To finish here, it seems you need a primary_hostname :
primary_hostname=working-test-domain.fr
Then, I jumped to the end of the section routers. In this section, named router rules are defined. Debian comes with a lot of its own rules, but we have to add one to connect Exim with the database. Router rules work like coral polyps, trying to grab the e-mails received by Exim, deciding if they fit their delivering conditions.
mailadmin_domains:
debug_print = "R: mailadmin_domains $local_part@$domain"
driver = accept
domains = +local_domains
condition = ${lookup pgsql{SELECT local_part || '@' || domain_name \
FROM mailadmin_mailboxes \
WHERE domain_name = '${quote_pgsql:$domain}' \
AND local_part = '${quote_pgsql:$local_part}'}}
self = send
transport = vmail_users
The three important things here are :
the accepted domain list, only mails from domains took from our previous SQL query are kept here ;
the local_part condition, with an SQL statement ensuring that we know the exact required e-mail address ;
the transport statement which branch the e-mail handling to one of the named transport rules.

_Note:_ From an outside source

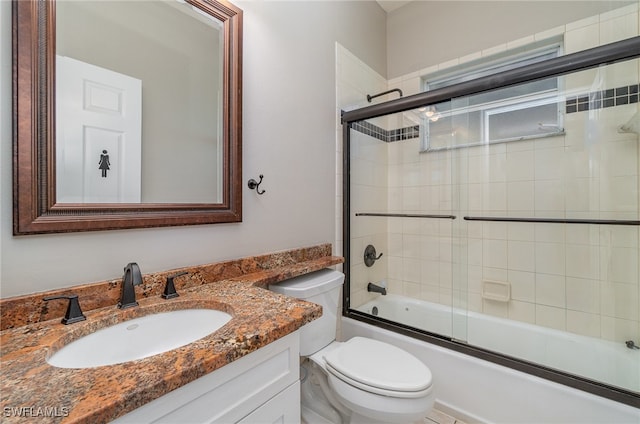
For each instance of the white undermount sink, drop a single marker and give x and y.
(139, 338)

Our vmail_users transport rule, defined after the "begin transports" statement looks like :
vmail_users:
driver = appendfile
maildir_format = true
directory = /var/vmail/$domain/$local_part/Maildir
create_directory
delivery_date_add
envelope_to_add
return_path_add
user = vmail
group = vmail
mode = 0600
Important parts are :
directory, matching the tree structure dovecot expects ;
user, group and mode, compliant with unix right management.
My inspiration for this part came from :
Once you edited the config file, reload exim with :
/etc/init.d/exim4 reload
If it doesn't complain, you can try sending your first e-mail, and wait in your e-mail client to watch at its arrival.

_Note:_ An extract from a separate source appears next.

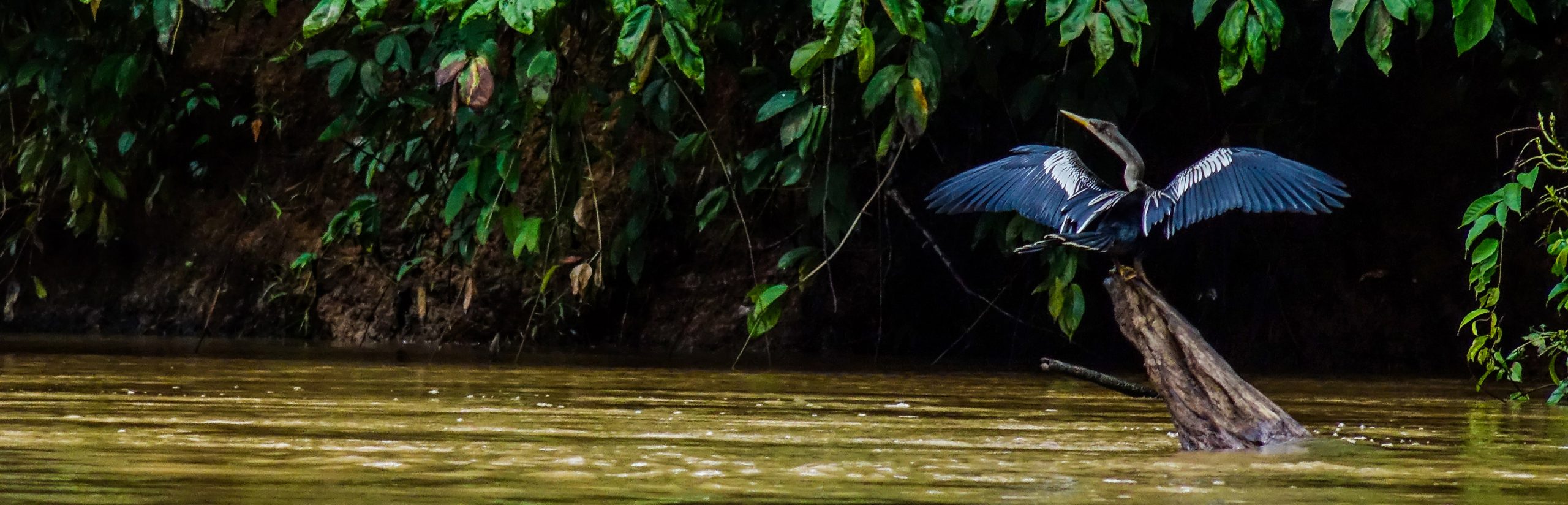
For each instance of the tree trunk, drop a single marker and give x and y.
(1213, 407)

But things can go wrong. When exim4 fails to reload, it writes a paniclog, that you have to remove yourself in order to avoid warnings about it's existence.
And, instead of waiting for your e-mail to come in your e-mail client, you may :
tail -F /var/log/syslog /var/log/exim4/mainlog
In order to read how the e-mail is handled by Exim, and if he is rejected for any reason.
Then, we still have two Mailadmin database tables unused :
mailadmin_forwards
mailadmin_domain_aliases
At least, to instruct Exim what to do with theses information, we wont need transport rules.
Lets defined two new sets of domains :
domainlist source_domain_aliases = ${tr { ${lookup pgsql{SELECT DISTINCT source_domain_name \
FROM mailadmin_domain_aliases} } } {"\n"} {:} }
domainlist source_domain_forwards = ${tr { ${lookup pgsql{SELECT DISTINCT domain_name \
FROM mailadmin_forwards} } } {"\n"} {:} }
And two forwarding routers using them :
mailadmin_domain_aliases:
debug_print = "R: mailadmin_domain_aliases $local_part@$domain"
driver = redirect
allow_defer
allow_fail
domains = +source_domain_aliases
data = ${local_part}@${lookup pgsql{SELECT FIRST (target_domain_name) \
FROM mailadmin_domain_aliases WHERE source_domain_name = '${quote_pgsql:$domain}' } }
file_transport = address_file
pipe_transport = address_pipe
mailadmin_forwards:
debug_print = "R: mailadmin_domain_aliases $local_part@$domain"
driver = redirect
allow_defer
allow_fail
domains = +source_domain_forwards
data = ${lookup pgsql{SELECT FIRST (destination) FROM mailadmin_forwards \
WHERE domain_name = '${quote_pgsql:$domain}' \
AND local_part = '${quote_pgsql:$local_part}' } }
file_transport = address_file
pipe_transport = address_pipe
Mailadmin database is made to ease this part, giving the right information on the right shape…
Reload Exim conf once again, and we're done.